J'achève de lire le récit vivant, alerte, véridique d'Yves Cuau, le jour même - 20 mars 1968 - où les journaux m'apprennent « l'action de représailles» lancée par les troupes israéliennes contre les bases de commandos arabes, situées en territoire jordanien. Le « conflit prolongé », selon l'expression de Mao Tsé-toung, continue. À l'expression courante - la guerre de Six Jours - il faudrait en substituer une autre : la bataille de six jours. 
Les conditions de l'affrontement tragique demeurent, pour l'essentiel, ce qu'elles étaient hier. Israël peut perdre la guerre en perdant une bataille ; les Arabes ont une chance de gagner la guerre, le jour où ils remporteront une seule bataille. 
Tout dérive de cette dissymétrie : du côté israélien, l'obsession de la sécurité, la conscience que chaque crise met en cause l'existence de l’État et de la nation, la doctrine de l'attaque préventive, inacceptable en théorie, inévitable en pratique ; du côté arabe, la confiance dans l'issue finale : le parti qui dispose du temps, de l'espace et du nombre l'emportera, fût-ce au siècle prochain. 
En mai-juin 1967, l'engrenaqe de la violence a été mis en mouvement par les commandos syriens traversant la Jordanie pour poser des mines ou attaquer des kibboutzim en Galilée. Répliques israéliennes, menaces d'une expédition punitive, concentration égyptienne pour dissuader le gouvernement de Jérusalem : en trois semaines l'ascension atteignait aux extrêmes et une bataille d'anéantissement laissait l'armée israélienne maîtresse du terrain. 
Bilan positif pour Israël, certes : périmètre de défense élargi, frontières plus faciles à protéger contre des troupes organisées. Mais, en contrepartie, une minorité arabe plus nombreuse, soumise à une administration militaire : l'opinion du monde, hier favorable à David contre Goliath, aujourd'hui proche de se retourner ; enfin, la paix, seul objectif valable, seule victoire authentique, toujours inaccessible. Plus inaccessible ? Moins inaccessible ? Je ne sais. 

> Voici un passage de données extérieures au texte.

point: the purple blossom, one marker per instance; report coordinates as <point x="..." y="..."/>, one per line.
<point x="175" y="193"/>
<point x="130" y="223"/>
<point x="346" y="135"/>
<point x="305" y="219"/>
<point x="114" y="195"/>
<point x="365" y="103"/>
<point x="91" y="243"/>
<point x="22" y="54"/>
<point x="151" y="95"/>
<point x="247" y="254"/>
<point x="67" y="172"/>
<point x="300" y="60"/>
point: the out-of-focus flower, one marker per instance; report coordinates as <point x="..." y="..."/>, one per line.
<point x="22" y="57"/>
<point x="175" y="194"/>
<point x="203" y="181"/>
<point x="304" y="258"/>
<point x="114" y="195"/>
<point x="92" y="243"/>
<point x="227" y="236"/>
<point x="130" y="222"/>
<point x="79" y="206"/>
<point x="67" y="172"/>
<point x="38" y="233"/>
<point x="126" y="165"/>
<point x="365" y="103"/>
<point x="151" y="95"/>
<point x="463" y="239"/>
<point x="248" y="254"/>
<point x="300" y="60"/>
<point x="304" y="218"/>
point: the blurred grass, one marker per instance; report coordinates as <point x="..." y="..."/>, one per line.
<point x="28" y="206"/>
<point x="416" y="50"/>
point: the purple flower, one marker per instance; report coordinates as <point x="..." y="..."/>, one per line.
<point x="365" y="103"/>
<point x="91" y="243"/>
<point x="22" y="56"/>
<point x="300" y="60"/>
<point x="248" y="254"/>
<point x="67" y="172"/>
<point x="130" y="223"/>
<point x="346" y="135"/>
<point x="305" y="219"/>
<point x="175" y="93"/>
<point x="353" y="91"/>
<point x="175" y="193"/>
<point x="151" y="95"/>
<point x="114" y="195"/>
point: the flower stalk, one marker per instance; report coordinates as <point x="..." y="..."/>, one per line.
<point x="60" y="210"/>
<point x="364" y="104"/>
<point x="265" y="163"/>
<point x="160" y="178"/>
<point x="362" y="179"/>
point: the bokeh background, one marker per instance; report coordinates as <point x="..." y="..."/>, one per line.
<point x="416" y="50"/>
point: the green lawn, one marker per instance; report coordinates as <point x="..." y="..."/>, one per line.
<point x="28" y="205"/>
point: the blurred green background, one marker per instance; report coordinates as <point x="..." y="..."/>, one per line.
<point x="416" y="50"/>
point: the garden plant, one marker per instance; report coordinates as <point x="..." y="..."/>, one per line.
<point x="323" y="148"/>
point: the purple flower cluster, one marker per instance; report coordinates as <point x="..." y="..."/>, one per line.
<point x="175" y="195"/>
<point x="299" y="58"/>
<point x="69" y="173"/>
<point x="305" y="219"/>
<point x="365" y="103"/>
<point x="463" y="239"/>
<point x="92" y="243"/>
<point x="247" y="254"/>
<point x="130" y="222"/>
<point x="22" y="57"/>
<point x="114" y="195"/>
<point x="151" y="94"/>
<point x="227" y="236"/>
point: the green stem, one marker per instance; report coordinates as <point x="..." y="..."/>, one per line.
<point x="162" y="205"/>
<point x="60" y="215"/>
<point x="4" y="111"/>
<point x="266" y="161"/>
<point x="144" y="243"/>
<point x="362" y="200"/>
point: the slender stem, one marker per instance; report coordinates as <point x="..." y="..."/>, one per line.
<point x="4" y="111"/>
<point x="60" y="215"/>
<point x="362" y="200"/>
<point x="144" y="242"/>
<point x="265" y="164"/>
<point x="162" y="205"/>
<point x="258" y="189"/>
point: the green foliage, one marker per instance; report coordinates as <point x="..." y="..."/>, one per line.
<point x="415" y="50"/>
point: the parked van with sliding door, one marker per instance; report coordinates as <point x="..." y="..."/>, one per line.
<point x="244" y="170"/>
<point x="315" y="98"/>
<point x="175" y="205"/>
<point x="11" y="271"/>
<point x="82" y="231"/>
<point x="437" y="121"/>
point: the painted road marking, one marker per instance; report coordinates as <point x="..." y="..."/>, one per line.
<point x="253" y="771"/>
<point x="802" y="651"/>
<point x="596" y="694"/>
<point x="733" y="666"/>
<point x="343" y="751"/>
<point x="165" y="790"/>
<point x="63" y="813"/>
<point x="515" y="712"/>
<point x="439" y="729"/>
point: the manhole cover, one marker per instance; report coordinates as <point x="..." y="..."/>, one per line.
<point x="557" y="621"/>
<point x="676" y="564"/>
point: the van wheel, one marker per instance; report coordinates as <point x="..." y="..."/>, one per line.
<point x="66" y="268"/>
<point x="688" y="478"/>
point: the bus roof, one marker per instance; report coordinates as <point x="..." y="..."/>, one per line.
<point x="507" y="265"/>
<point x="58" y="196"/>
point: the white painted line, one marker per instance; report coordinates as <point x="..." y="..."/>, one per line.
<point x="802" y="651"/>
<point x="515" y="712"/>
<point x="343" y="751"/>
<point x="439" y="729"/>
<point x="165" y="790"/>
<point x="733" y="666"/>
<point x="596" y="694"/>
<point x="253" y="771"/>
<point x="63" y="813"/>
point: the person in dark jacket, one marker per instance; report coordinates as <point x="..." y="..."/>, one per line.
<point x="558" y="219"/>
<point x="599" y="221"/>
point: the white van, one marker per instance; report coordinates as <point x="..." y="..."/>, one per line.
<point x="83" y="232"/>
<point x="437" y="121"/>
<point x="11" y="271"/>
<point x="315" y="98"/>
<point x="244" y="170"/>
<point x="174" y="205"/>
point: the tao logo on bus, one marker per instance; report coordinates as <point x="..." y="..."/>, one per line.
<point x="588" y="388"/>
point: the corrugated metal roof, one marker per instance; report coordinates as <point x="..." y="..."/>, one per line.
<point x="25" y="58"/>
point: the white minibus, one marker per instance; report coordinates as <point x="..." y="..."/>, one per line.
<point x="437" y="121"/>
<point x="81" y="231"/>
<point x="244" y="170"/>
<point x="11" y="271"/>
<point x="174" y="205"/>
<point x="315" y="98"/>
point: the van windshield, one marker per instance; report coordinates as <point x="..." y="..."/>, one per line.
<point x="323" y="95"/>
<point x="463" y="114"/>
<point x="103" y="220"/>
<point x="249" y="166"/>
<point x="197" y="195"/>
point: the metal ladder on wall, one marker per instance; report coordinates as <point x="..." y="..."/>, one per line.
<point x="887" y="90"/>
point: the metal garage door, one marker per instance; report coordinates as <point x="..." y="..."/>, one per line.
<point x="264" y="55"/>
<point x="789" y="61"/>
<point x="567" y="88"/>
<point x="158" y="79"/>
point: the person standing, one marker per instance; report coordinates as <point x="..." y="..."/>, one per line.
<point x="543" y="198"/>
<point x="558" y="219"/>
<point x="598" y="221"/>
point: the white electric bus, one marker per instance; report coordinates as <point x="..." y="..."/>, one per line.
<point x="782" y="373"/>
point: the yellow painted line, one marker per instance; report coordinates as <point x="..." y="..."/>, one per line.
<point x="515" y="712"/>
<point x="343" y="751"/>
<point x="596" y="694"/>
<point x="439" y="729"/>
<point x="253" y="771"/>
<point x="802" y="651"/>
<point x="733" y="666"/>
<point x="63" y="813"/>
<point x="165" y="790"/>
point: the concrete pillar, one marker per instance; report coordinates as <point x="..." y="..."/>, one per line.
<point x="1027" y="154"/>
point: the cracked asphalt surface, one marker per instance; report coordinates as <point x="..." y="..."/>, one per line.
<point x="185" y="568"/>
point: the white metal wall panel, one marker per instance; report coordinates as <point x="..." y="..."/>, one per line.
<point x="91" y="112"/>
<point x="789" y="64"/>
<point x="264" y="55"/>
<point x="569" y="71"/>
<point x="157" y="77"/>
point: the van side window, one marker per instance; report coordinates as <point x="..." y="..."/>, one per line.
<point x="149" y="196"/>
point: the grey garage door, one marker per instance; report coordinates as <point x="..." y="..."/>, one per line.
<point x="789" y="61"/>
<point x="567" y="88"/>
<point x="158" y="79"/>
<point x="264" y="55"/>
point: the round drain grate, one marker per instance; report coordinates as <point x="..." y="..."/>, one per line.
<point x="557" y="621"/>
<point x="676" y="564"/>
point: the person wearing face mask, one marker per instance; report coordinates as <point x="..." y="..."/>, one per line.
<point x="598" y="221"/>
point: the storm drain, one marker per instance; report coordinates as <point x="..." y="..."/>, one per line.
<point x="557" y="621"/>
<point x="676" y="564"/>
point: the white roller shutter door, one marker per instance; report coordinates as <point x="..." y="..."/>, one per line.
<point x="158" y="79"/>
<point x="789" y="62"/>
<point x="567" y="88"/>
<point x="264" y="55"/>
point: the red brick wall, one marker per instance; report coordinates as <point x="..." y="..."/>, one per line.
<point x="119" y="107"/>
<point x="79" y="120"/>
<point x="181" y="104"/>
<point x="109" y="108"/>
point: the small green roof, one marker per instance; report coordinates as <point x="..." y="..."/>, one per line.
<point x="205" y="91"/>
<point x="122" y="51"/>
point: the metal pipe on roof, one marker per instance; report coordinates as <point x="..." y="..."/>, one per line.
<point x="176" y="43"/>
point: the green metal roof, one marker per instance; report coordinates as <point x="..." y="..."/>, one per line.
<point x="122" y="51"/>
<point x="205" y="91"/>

En tout cas, alors qu'approche le premier anniversaire d'un triomphe militaire que les spécialistes ne se lassent pas d'admirer, une évidence s'impose, hélas : une fois de plus, la force n'a rien réglé. Et la formule fameuse de Hegel, dans sa Philosophie de l'Histoire, me revient à l'esprit : l'impuissance de la victoire. 
Aurait-il pu en être autrement ? Le vainqueur aurait-il dû, dans son propre intérêt, surmonter sa victoire ? Offrir à ses ennemis des conditions qui ressemblent moins à une capitulation, davantage à une réconciliation ? Se contenter d'un nouveau cessez-le-feu, sans exiger de face-à-face, avec l'espoir que l’avenir finirait par apporter ce que les armes seules ne sauraient conquérir : le consentement arabe à l'existence d'un Etat juif sur la terre de Palestine, sacrée pour les fidèles des trois religions de Livre ? 
Je me garderai d'une réponse catégorique qui semblerait marquée de pharisaïsme ou de naïveté à ceux qui, d'un côté ou de l'autre, ont le sentiment de lutter pour leur vie ou pour leur droit. 
Mais quel Juif oserait oublier la leçon du passé ? Il ne reste rien de l'image que les antisémites se faisaient hier du Juif. Selon le mot de François Mauriac, Shylok est redevenu le roi David. Aucun peuple ne manque de courage. Aucun n'accepte sans révolte l'accusation de lâcheté. Aucun ne supporte le mépris de son ennemi. 
Les deux peuples, arabe et hébreu, s'ils doivent un jour vivre en paix, devront se reconnaître réciproquement tels qu'ils sont, chacun également digne du respect de l'autre.